Having an emergency fund in place that you can use to pay unexpected bills or cover your living costs in the event of a job loss or illness is one of the key measures of your financial wellbeing. However, building that emergency fund can be easier said than done.
As a rule of thumb, you should aim to build an emergency fund that will cover your total living expenses for between three and six months. However, any amount that you can put aside that can prevent you from going into debt when unexpected expenses occur, such as a car or home repairs, will be invaluable.
In this article, we’ll take a look at four simple steps you should take to build an emergency fund and introduce a few resources that will help you along the way.
Determine your needs
The first step, as set out in the ‘financial readiness pack’ published by wonga.co.za, is working out how much money you’re likely to need. To do this, you need to think about the type of financial emergency you’re saving for. If it’s an unexpected expense such as a car, appliance, or home repair, you’re looking at a potential cost that, although expensive, will be fixed.
The second type of emergency you can save for is a loss of income through an unexpected bout of unemployment or ill-health. If you’re saving for this type of emergency, you should consider how stable your job is and how easy it would be to find another one. If you work in an in-demand profession, then any period of unemployment should be short. If your opportunities are more limited, then your fund may need to cover your costs for six months or more. You can download a full PDF copy of the readiness pack here.

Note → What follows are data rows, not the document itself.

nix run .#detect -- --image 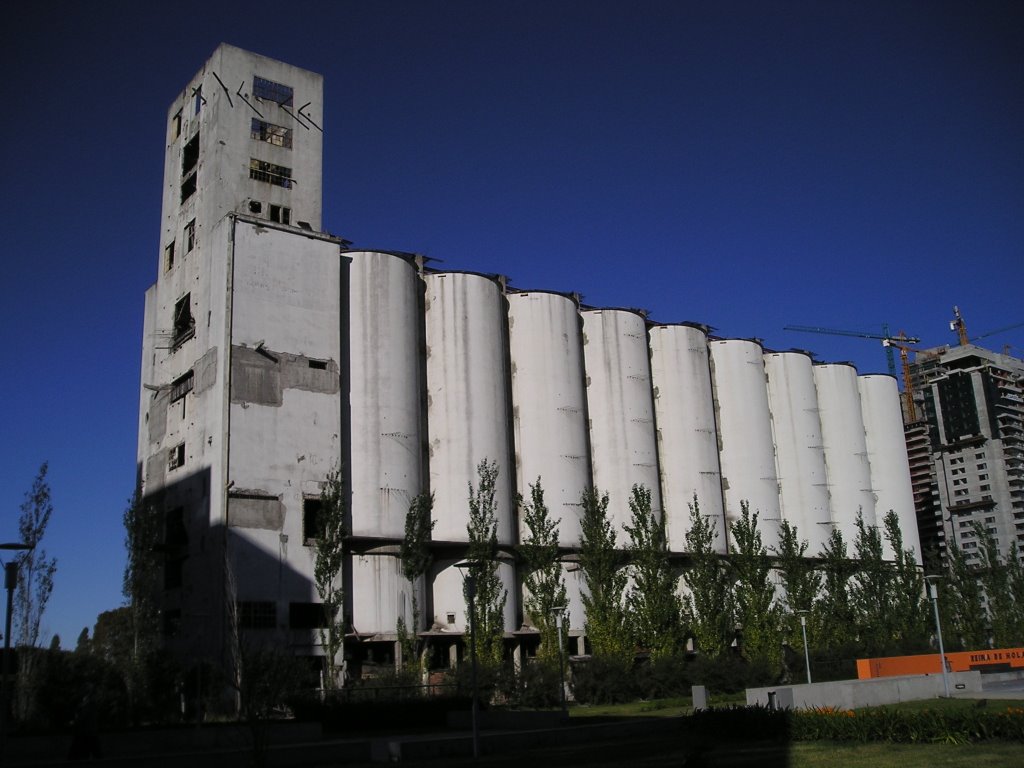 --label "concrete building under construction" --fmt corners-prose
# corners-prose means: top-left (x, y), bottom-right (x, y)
top-left (138, 45), bottom-right (921, 675)
top-left (906, 343), bottom-right (1024, 562)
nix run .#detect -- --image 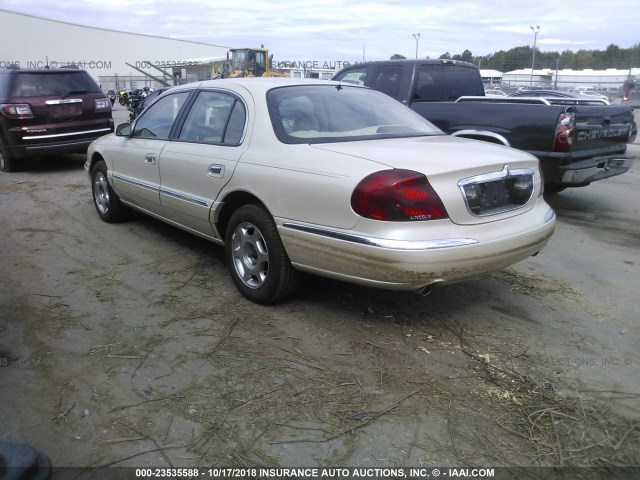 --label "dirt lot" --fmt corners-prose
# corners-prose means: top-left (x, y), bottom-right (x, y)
top-left (0, 108), bottom-right (640, 467)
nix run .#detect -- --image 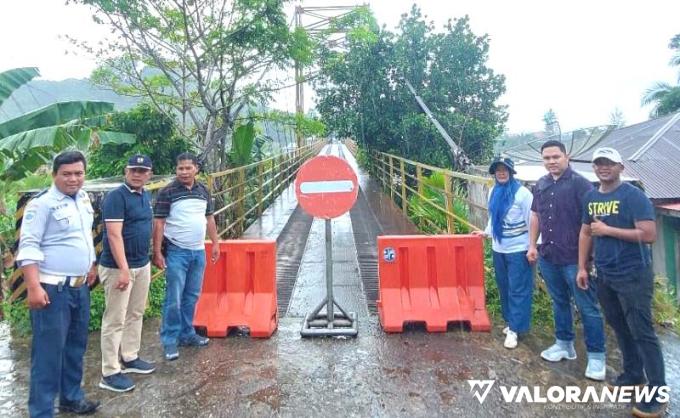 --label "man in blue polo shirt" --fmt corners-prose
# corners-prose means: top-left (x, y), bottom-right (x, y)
top-left (527, 140), bottom-right (606, 380)
top-left (578, 147), bottom-right (667, 417)
top-left (153, 152), bottom-right (220, 360)
top-left (99, 155), bottom-right (155, 392)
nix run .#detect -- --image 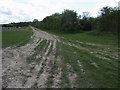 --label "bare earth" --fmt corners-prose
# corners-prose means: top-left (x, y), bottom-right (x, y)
top-left (0, 27), bottom-right (118, 88)
top-left (2, 27), bottom-right (59, 88)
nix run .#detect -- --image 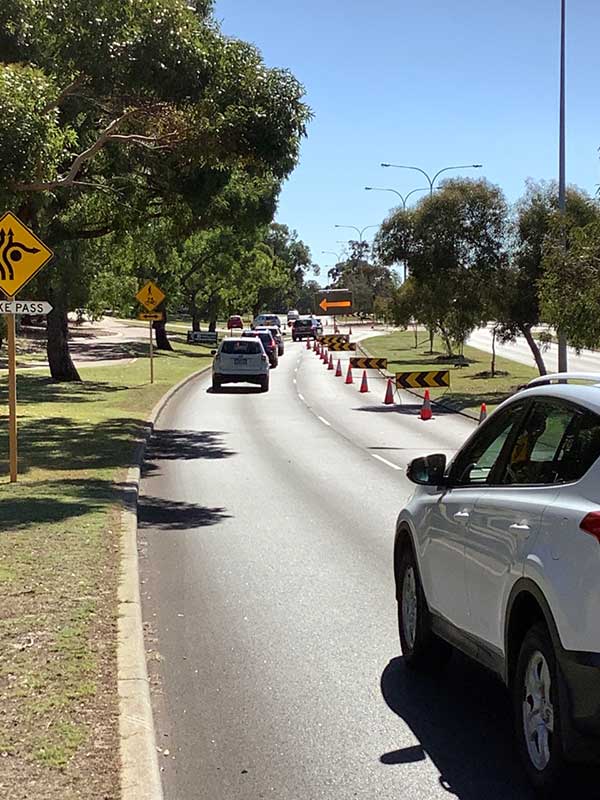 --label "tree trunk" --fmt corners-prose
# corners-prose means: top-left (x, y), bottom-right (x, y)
top-left (46, 304), bottom-right (81, 382)
top-left (208, 294), bottom-right (219, 333)
top-left (431, 323), bottom-right (454, 357)
top-left (519, 325), bottom-right (548, 375)
top-left (190, 292), bottom-right (200, 331)
top-left (152, 311), bottom-right (173, 350)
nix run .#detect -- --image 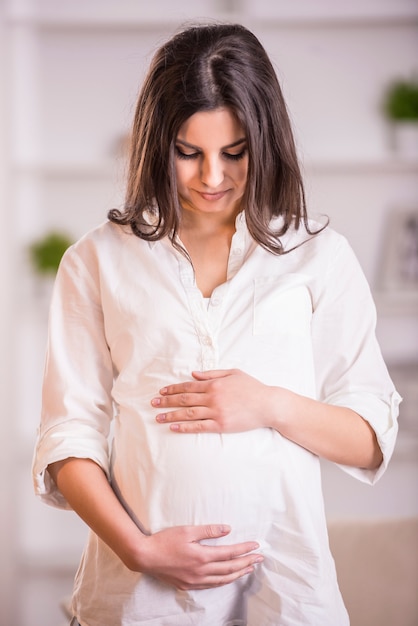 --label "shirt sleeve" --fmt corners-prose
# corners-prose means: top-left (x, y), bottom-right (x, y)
top-left (312, 237), bottom-right (401, 484)
top-left (32, 240), bottom-right (113, 508)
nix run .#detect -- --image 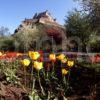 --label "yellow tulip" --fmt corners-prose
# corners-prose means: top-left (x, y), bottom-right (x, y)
top-left (33, 61), bottom-right (43, 71)
top-left (61, 58), bottom-right (67, 64)
top-left (57, 54), bottom-right (65, 60)
top-left (29, 51), bottom-right (40, 60)
top-left (49, 54), bottom-right (56, 61)
top-left (21, 59), bottom-right (30, 67)
top-left (17, 53), bottom-right (23, 57)
top-left (67, 60), bottom-right (74, 67)
top-left (62, 69), bottom-right (68, 75)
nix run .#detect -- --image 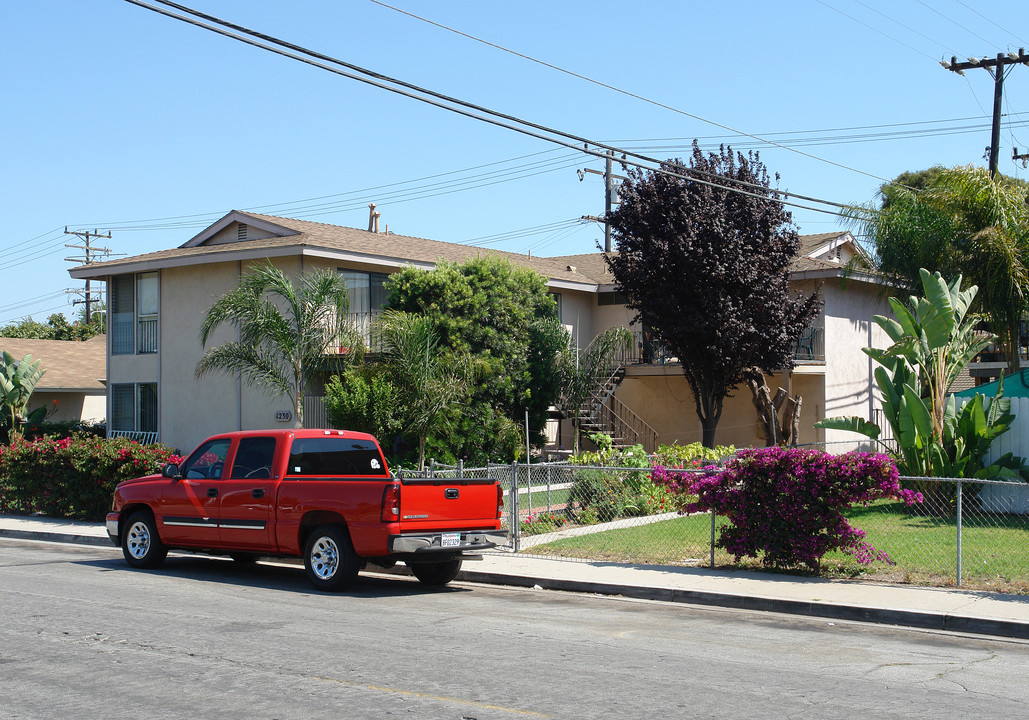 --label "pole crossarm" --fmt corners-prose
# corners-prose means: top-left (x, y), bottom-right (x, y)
top-left (939, 47), bottom-right (1029, 178)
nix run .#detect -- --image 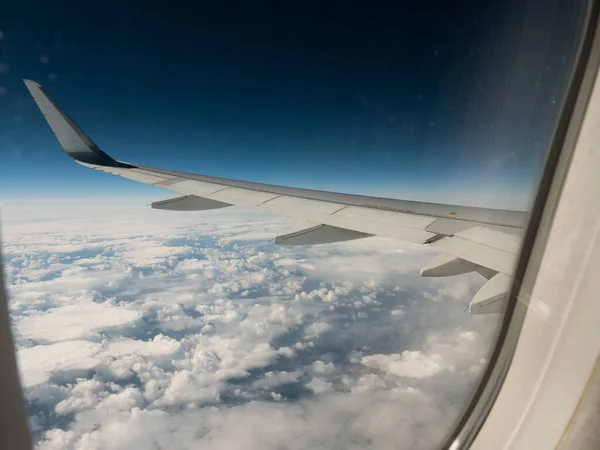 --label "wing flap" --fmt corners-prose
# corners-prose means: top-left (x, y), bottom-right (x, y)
top-left (25, 80), bottom-right (528, 313)
top-left (150, 195), bottom-right (231, 211)
top-left (275, 224), bottom-right (371, 245)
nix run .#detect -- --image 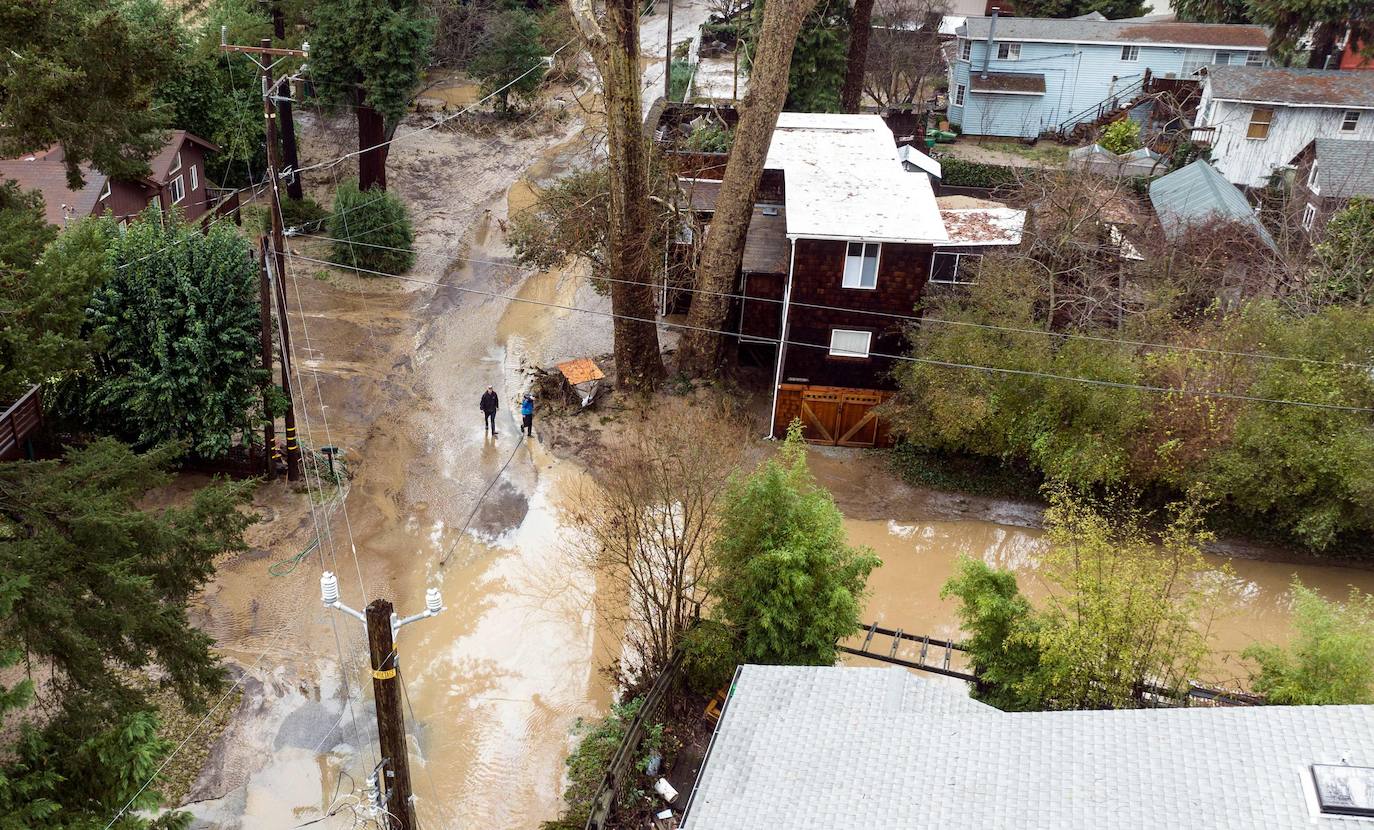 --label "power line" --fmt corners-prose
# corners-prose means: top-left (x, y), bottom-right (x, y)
top-left (295, 233), bottom-right (1374, 371)
top-left (286, 247), bottom-right (1374, 412)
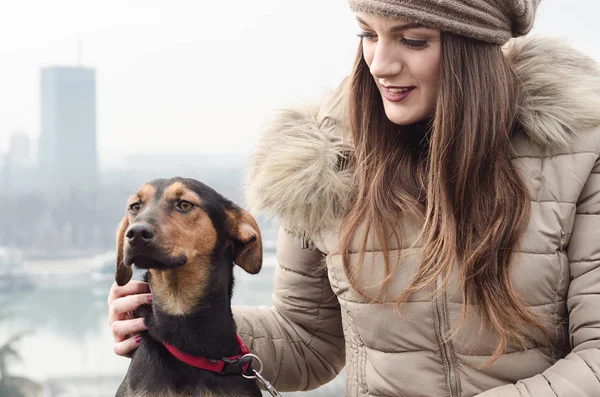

Based on the amount you’ve decided you’ll need, it’s worth thinking about how long it will take to reach your target. For many people, creating an emergency fund is a long-term financial goal, so don’t expect it to happen overnight.
The most effective way to start saving is to calculate how much you can afford to save every month and set up a standing order that moves money into a separate savings account as soon as you are paid. That way, you won’t have the opportunity to spend it. If you have extra money left over at the end of the month, add that to your savings, too.
Choose where to keep your emergency fund
Your emergency fund should be liquid, meaning that you can get your hands on the money quickly in case of an emergency. However, it’s also beneficial if your money attracts a decent rate of interest and starts to grow.
The interest rates being offered on savings accounts are extremely low at the moment, so perhaps you could invest the money in a low-risk managed fund, guidance on this can be found courtesy of Lovemoney.com A fund manager will invest your money across a range of assets such as government bonds, property and company shares. Although it will typically take a couple of days to withdraw your money, you’ll usually get better returns than you’ll receive from a savings account, although there is the risk that the value of your emergency fund could fall.
Decide when to use your emergency fund
Once you’ve put in the time and the effort to build an emergency fund, it’s important to be extremely selective about when you use it. The last thing you want is to spend it unnecessarily and be back to square one. When deciding whether to use your emergency fund, ask yourself three questions:
- Is it unexpected?
- Is it necessary?
- If it wasn’t for my emergency fund, would I need to go into debt to pay it?
If the answer to all three of these questions is yes, then using your emergency fund is probably justified.